Siempre en un espíritu de adaptación realista del alumno, se puede constatar la oportunidad de proponer una distinción clara entre calor y temperatura. Pero si se decide revelar ese desafío, es necesario decidir cual de los objetivos conceptuales siguientes es fijo: el carácter intensivo (respectivamente extensivo) de la temperatura (respectivamente calor), la identificación de los sistemas y de los parámetros pertinentes, la distinción entre los fenómenos de la “categoría restringida” (solamente una transferencia de calor y una variación de la energía cinética) y los otros fenómenos (por ejemplos, los cambios de estados).
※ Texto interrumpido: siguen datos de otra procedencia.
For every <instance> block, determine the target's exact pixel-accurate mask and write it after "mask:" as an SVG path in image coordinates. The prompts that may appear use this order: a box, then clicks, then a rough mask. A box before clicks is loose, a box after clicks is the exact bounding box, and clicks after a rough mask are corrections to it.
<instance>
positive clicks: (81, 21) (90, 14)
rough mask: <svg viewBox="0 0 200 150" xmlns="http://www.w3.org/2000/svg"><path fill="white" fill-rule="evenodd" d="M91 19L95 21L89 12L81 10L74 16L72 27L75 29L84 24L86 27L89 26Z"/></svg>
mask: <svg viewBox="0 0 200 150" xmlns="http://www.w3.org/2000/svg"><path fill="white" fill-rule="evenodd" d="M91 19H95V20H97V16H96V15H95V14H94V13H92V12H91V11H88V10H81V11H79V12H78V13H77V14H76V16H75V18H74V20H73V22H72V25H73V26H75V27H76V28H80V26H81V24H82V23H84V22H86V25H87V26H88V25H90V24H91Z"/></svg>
Es más, las actitudes sugeridas atrás conciernen las explicaciones y las reservas correspondientes, son los componentes intrínsecos del modelaje científico. Desde que uno selecciona los objetivos de una enseñanza, se puede decidir o no de dar explícita la cuestión del modelaje. El lector encontrará en los capítulos E3 (Méheut) y E4 (Psillos) de este libro algunos análisis de experiencias relativas a las secuencias de enseñanza centradas en el modelaje. Esos estudios constituyen un complemento necesario en este capítulo.